Pero aquel día no llevaba ningún libro y se dedicaba a mirar las caras del resto de personas, e incluso de otros kamosisas soñolientos. Antes de montarse en el tren, al pasar un vagón, vio a un kamosisa rubio, joven y guapo. Automáticamente, sin razonar demasiado, se subió a ese vagón, siguiendo el tórrido latido de su corazoncito. Y con el mismo lacónico automatismo (ese que ve en la rutina una realidad imposible de atacar, un bloque inabordable) se sentó delante del kamosisa rubio. Advirtió que vendría de juerga, que era de otro país, que vestía de negro, elegante y moderno, y que tenía los rasgos finos y atractivos. Se percató con gracia de que tenía una deformación en la mano que lo convertía, aún más, en un ser de otro planeta, un kamosisa único y poderosamente intrigante. Entonces, lo sorprendió mirándolo, clavando sus ojos en él. Y sonriendo. Hubo palpitaciones rápidas, respiraciones intensas y colores subidos a las mejillas. Y ambos kamosisas, el español y el extranjero, el que empezaba el día y el que terminaba la noche, se rieron y se pavonearon, desplegando todas las plumas que ni ellos sabían que tenían. Si alguien presenció aquel espectáculo de seducción universal, debió pensar que aquel par de mari-ka-mosisas hacían el ridículo. Pero lo cierto es que ellos no se hubiesen enterado, ni les hubiese importado. Sólo tenían ojos para sí.

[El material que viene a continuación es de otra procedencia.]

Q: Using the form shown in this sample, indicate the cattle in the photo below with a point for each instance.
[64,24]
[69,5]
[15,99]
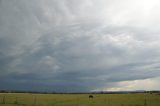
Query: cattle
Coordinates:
[90,96]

Y a la siguiente parada (Canal, donde habrían de hacer trasbordos), salieron del vagón, y se pusieron a hablar, nerviosos, balbuceando idiomas y retorciendo palabras de amor.
- ¿De dónde eres?
- De Holanda. ¿Tú?
- De aquí., bueno de... de aquí vaya..
- Eres muy guapo...
- Gracias... Tú también.
- ¿Cómo te llamas?
- X, ¿tú?
- XII... Encantado... Estoy de visita con mis padres, en un hotel... Dame tu teléfono y te llamo hoy o mañana.
- Por supuesto... aquí tienes -garabateó su móvil en un pedacito de cualquier papel-... Me gustaría verte, en serio.
- Nos veremos, porque pasado mañana me voy. Si puedo, te llamo antes.
- Entonces debemos vernos, fijo. No tendremos otra ocasión. Será nuestra última oportunidad.
- No seas tan drástico. El Metro sigue aquí. Y sigue circulando. Y Holanda, mi país, seguirá en pie. Las cosas duran.
- Pero hoy es el último hoy que existirá para nosotros dos. Y es irrecuperable. El Metro seguirá circulando, las paradas serán las mismas, pero con otros kamosisas, que se mirarán... o no, como dice Rajoy, y nada será igual. Ya no estaremos tú y yo en ese vagón, ¿comprendes?
- Es verdad... Nada permanece. Panta rei.
- No sé quién eres. Pero llámame y nos fugamos de la realidad durante unas horas. Seremos cómplices de una misma estrategia fatal, de un crimen perfecto.
- Si no volase tan pronto...
- Debo irme. Mi trabajo de ETT me espera.
- Te llamaré. Pero...
Los dos kamosisas, el español y el holandés (aunque los kamosisas no tienen nacionalidad, su única patria válida es una casa casi sin amueblar y con decoración militar) se besaron en aquella estación de Metro, nerviosos, excitados, inexpertos, sin importarles ser vistos, quemando el único chispazo que aquel cruce fugaz de destinos les depararía. Porque cogieron trasbordos distintos, y nunca más se volvieron a ver. Y así termina esta pequeña historia de un kamosisa que trabajaba en unas oficinas bancarias de la zona de Avenida de América en Madrid, mientras terminaba su carrera universitaria. Pudo haber significado mucho en su vida, pero no fue nada. El caos barajó su vida en otra dirección, repartió otras cartas.
Llegaron otras estaciones y otros kamosisas. Pero hoy, recordó aquel vagón de Metro y aquellos besos en el andén a primera hora de un duro día de trabajo.